Below ~190 K the I‑V curves become temperature‑independent, indicating a transition to a mechanism dominated by coherent tunneling or resonant transport rather than thermally activated hopping. The authors argue that the conjugated RA molecules provide a resonant pathway that aligns with the protein’s electronic levels, allowing electrons to traverse the protein matrix without requiring thermal activation.

The study thus establishes two major insights. First, non‑covalent doping with a conjugated small molecule can “engineer” the electronic landscape of a protein, creating new pathways that dramatically increase charge transport. Second, the dominant transport mechanism can shift with temperature: at higher temperatures hopping prevails, while at low temperatures tunneling through the dopant‑mediated resonant states dominates.

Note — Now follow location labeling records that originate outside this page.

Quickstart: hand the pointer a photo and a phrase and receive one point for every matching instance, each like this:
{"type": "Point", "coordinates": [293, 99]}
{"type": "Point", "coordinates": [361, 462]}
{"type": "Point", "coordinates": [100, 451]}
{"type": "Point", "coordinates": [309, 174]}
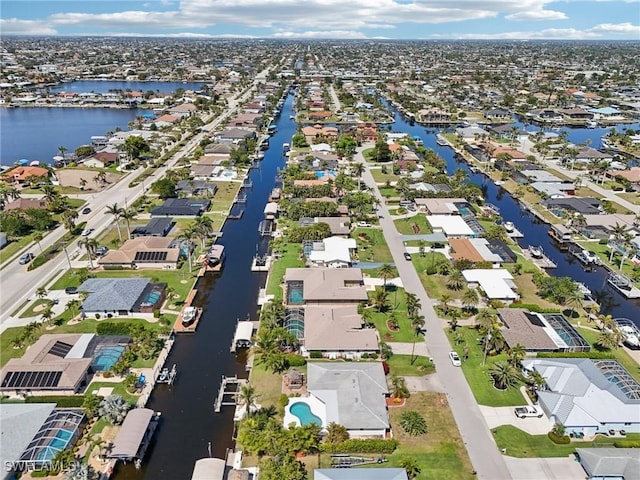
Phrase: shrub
{"type": "Point", "coordinates": [560, 440]}
{"type": "Point", "coordinates": [62, 401]}
{"type": "Point", "coordinates": [356, 445]}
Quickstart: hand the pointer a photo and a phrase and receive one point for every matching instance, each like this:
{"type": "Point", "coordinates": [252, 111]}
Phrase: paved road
{"type": "Point", "coordinates": [18, 284]}
{"type": "Point", "coordinates": [485, 457]}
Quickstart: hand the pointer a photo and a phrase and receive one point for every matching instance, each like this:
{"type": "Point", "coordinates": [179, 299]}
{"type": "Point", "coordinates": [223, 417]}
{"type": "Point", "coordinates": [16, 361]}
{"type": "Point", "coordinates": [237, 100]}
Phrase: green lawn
{"type": "Point", "coordinates": [405, 226]}
{"type": "Point", "coordinates": [523, 445]}
{"type": "Point", "coordinates": [478, 375]}
{"type": "Point", "coordinates": [372, 246]}
{"type": "Point", "coordinates": [401, 365]}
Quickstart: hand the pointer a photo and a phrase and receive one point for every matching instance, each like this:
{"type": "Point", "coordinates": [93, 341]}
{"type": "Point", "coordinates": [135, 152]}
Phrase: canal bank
{"type": "Point", "coordinates": [535, 232]}
{"type": "Point", "coordinates": [189, 424]}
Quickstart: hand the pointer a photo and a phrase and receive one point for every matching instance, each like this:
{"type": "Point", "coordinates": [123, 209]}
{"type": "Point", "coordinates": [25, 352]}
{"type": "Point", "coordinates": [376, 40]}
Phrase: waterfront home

Limitations include possible heterogeneity in RA binding sites and orientations, potential conformational changes in HSA upon ligand binding, and the long‑term chemical stability of the doped protein under device operating conditions. Future work should combine high‑resolution structural techniques (X‑ray crystallography, NMR) with spectroscopic probes (UPS, XPS) to map the exact binding geometry and electronic coupling of RA within HSA. Such information would enable rational design of protein‑based electronic components with predictable and reproducible performance.

Overall, the paper provides a compelling proof‑of‑concept that protein‑based nanoelectronics can be tuned by simple, reversible ligand doping, opening pathways toward bio‑compatible electronic devices, molecular sensors, and hybrid bio‑inorganic circuits.